A comunidade de Macomia, situada na província de Cabo Delgado, enfrentou horas de intensa agitação devido à circulação de supostos grupos terroristas na região, informaram fontes locais.
Segundo os relatos, os acontecimentos desenrolaram-se por volta das 19h00 de quinta-feira, quando os agricultores das aldeias de Nambine e Namigure, no distrito de Macomia, avistaram a aproximação desses grupos às suas plantações, alertando imediatamente os seus familiares na sede distrital.
“Ouvimos ruídos a menos de cinco quilómetros daqui, em Namigure e Nambine, então saímos das nossas plantações para nos refugiarmos na floresta, com receio de um possível ataque”, relatou uma fonte local à Lusa.
Esta fonte acrescentou que o “pânico” aumentou quando viram militares dirigindo-se para Macomia.
“No mesmo momento, os militares passavam. Isso deixou-nos inseguros e com medo, se até os próprios defensores fugiam, só podes imaginar o estado da população”, afirmou.
Na sede de Macomia, palco de um grande ataque nos dias 10 e 11 de Maio por parte desses grupos, os relatos geraram receio, com os habitantes a procurarem refúgio nas matas circundantes à vila.
“Levei os meus filhos e fomos dormir na plantação do meu irmão”, disse outra fonte, residente em Macomia.
Outras fontes locais relataram que, desde a noite de quinta-feira, foram avistados grupos de militares a patrulhar quase toda a vila de Macomia, assim como a dirigirem-se ao posto administrativo de Mucojo, a 40 quilómetros de distância.
O ataque dos insurgentes à vila de Macomia, um dos maiores nos últimos meses, resultou em quase 1.500 deslocados entre os dias 10 e 14 de Maio, segundo a Organização Internacional para as Migrações (OIM).
Conforme o último relatório da OIM, os “ataques e ameaças de ataques” por parte desses grupos armados causaram o deslocamento de mais de 530 famílias de Macomia, totalizando 1.461 pessoas registadas pela OIM nos locais de acolhimento, sendo mais de metade (57%) crianças.

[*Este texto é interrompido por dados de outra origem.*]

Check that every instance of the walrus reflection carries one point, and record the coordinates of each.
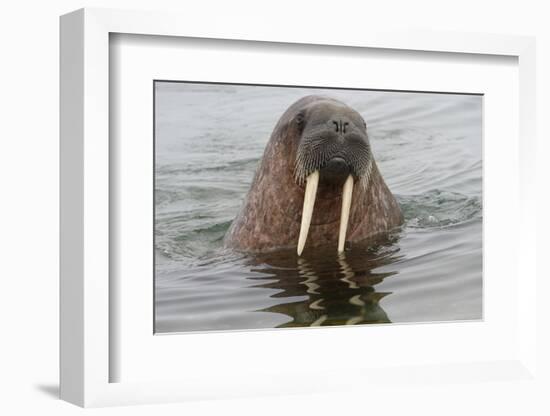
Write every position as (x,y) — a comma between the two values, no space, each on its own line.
(332,289)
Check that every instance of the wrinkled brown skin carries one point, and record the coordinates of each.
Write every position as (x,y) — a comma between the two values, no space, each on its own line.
(270,216)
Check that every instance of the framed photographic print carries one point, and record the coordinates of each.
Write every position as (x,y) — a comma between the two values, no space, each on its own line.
(235,211)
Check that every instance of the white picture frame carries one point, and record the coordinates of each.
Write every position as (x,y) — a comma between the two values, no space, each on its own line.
(86,333)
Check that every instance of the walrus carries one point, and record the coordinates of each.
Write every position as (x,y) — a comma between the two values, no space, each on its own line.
(316,184)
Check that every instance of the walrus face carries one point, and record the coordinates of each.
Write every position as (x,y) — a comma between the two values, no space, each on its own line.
(333,152)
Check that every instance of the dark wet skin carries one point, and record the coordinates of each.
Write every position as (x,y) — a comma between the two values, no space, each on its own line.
(315,133)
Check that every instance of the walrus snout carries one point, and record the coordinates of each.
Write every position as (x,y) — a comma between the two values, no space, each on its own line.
(335,171)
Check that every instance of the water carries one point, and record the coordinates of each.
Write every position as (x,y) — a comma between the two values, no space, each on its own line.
(209,139)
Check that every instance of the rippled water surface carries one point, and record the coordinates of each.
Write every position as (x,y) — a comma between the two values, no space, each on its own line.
(209,139)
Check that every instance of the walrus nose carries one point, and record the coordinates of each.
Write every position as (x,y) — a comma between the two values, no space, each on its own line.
(339,125)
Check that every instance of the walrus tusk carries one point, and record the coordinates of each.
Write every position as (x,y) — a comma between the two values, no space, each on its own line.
(309,201)
(344,217)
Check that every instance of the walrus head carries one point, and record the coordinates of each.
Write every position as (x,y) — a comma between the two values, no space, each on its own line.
(333,151)
(317,180)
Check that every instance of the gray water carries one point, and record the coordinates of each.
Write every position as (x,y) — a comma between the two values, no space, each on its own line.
(209,139)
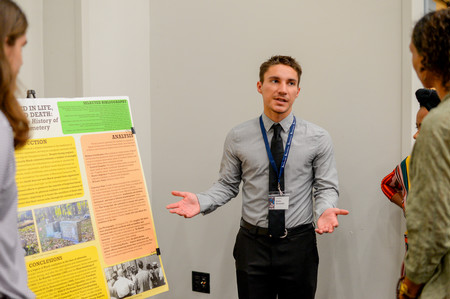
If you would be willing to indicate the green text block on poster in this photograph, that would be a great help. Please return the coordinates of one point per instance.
(94, 116)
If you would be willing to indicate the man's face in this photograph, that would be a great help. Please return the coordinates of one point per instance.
(279, 90)
(14, 53)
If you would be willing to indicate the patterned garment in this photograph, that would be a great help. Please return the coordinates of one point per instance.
(397, 181)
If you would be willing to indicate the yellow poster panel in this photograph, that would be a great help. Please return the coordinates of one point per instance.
(75, 274)
(48, 171)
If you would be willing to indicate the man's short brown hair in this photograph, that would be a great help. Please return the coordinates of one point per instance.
(279, 59)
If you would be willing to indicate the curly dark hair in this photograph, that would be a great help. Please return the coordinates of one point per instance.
(431, 37)
(279, 59)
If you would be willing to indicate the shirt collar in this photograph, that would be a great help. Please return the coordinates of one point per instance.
(285, 123)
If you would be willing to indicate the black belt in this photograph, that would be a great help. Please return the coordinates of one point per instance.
(264, 231)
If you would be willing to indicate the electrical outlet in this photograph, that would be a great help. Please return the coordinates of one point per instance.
(200, 282)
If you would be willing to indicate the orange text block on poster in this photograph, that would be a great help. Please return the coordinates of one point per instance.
(119, 196)
(48, 171)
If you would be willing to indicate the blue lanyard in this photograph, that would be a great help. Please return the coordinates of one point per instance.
(286, 150)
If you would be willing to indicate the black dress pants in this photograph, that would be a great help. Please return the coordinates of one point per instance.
(267, 267)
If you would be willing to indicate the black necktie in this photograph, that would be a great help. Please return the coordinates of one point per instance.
(276, 217)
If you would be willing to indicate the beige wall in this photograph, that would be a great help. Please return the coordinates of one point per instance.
(190, 69)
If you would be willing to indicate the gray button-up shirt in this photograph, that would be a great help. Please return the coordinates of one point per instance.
(310, 172)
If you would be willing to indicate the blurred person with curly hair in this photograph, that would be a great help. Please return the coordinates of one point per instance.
(427, 261)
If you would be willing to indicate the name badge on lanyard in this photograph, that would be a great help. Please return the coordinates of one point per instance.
(278, 200)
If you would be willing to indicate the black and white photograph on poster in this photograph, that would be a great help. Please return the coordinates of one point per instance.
(64, 225)
(27, 232)
(134, 277)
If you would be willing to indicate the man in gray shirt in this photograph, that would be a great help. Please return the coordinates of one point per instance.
(270, 260)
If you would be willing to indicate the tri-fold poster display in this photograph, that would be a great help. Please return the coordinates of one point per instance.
(85, 218)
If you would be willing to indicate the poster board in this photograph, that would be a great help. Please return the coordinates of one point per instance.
(84, 213)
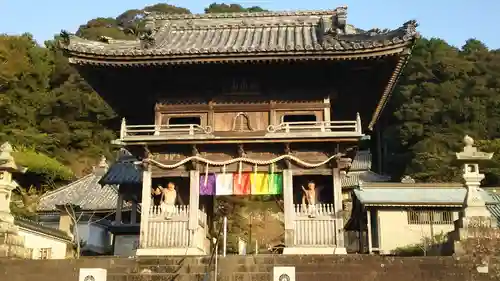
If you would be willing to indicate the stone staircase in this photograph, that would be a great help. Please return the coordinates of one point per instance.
(250, 268)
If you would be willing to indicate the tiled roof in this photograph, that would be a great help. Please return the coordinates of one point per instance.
(362, 161)
(123, 171)
(34, 226)
(249, 34)
(495, 208)
(415, 195)
(86, 193)
(360, 171)
(352, 179)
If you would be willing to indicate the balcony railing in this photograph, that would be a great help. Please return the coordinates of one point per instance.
(350, 128)
(144, 131)
(319, 126)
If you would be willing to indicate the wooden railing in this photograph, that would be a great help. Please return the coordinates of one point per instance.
(314, 225)
(158, 130)
(353, 126)
(170, 230)
(155, 132)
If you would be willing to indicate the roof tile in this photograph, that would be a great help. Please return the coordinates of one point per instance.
(247, 33)
(86, 193)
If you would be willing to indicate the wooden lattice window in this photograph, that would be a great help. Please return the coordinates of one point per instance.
(299, 118)
(45, 253)
(430, 217)
(241, 123)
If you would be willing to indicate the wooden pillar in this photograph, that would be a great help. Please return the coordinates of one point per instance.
(119, 208)
(369, 230)
(288, 206)
(326, 111)
(337, 203)
(133, 214)
(146, 205)
(194, 198)
(378, 143)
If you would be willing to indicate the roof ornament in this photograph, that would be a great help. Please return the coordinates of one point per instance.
(147, 37)
(407, 179)
(64, 37)
(340, 19)
(410, 27)
(103, 163)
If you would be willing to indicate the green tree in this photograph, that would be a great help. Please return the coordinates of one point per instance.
(444, 94)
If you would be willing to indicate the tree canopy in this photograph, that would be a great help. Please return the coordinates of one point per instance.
(61, 126)
(444, 94)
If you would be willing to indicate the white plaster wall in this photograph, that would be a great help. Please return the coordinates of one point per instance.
(97, 238)
(394, 230)
(126, 245)
(37, 241)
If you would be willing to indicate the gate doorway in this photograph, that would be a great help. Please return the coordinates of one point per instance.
(255, 224)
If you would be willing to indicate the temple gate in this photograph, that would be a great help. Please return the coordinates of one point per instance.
(244, 97)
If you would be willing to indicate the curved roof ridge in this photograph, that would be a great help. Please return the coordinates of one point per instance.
(319, 12)
(62, 188)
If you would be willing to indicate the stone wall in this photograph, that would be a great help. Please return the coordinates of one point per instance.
(259, 268)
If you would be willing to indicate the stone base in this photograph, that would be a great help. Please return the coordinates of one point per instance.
(12, 246)
(314, 251)
(171, 252)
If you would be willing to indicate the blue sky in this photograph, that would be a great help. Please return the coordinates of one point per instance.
(452, 20)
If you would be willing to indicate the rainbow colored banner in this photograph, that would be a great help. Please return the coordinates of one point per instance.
(241, 184)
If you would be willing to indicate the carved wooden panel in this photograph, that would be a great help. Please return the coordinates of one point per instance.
(280, 114)
(165, 117)
(241, 121)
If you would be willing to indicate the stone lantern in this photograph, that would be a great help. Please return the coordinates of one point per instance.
(474, 212)
(474, 204)
(11, 244)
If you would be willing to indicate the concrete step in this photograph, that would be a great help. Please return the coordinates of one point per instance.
(225, 267)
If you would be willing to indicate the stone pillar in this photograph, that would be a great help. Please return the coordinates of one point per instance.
(11, 244)
(288, 206)
(133, 214)
(194, 199)
(146, 205)
(339, 220)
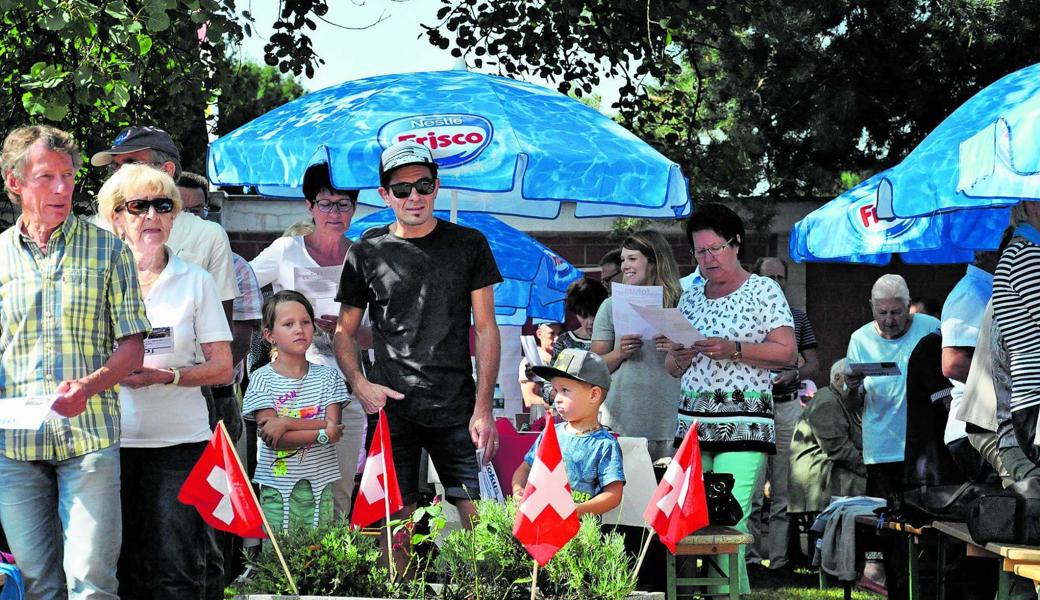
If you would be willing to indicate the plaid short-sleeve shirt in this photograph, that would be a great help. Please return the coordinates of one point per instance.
(60, 314)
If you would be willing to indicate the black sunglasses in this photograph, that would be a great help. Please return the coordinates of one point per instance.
(424, 186)
(139, 207)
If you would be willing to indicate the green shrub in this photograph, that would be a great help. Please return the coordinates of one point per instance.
(592, 566)
(488, 563)
(335, 561)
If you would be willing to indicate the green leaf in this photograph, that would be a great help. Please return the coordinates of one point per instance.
(56, 110)
(117, 10)
(121, 95)
(55, 20)
(158, 22)
(144, 44)
(31, 105)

O Ministério da Defesa Nacional confirmou, em 10 de Maio, este “ataque terrorista”, assegurando que um dos líderes do grupo foi ferido pelas Forças Armadas de Defesa de Moçambique (FADM) e outro foi morto.
Posteriormente, fontes locais confirmaram que pelo menos cinco corpos foram encontrados quando a população regressou à vila de Macomia, após a saída dos insurgentes, que, segundo relatos, contavam com cerca de 100 homens, mais de 24 horas depois.
Os ataques também resultaram no saque de lojas na vila, com os insurgentes a levarem veículos e motocicletas.
O Presidente de Moçambique, Filipe Nyusi, já tinha confirmado, no final da manhã de 10 de Maio, este ataque à sede distrital de Macomia, explicando que ocorreu numa área anteriormente controlada pelos militares da missão dos países da África Austral, que estão em processo de retirada até Julho.
“Certo é que é uma área ocupada pelos nossos irmãos que nos apoiam, em retirada. Mas os que estão no terreno são 100% moçambicanos. Talvez possa haver um reforço (…). Como estão de saída, espero que possamos nos organizar melhor, porque o período de transição traz isso”, reconheceu, elogiando a intervenção em curso das forças armadas moçambicanas.
Cabo Delgado enfrenta desde Outubro de 2017 uma insurgência armada, com ataques reivindicados por movimentos associados ao grupo extremista Estado Islâmico.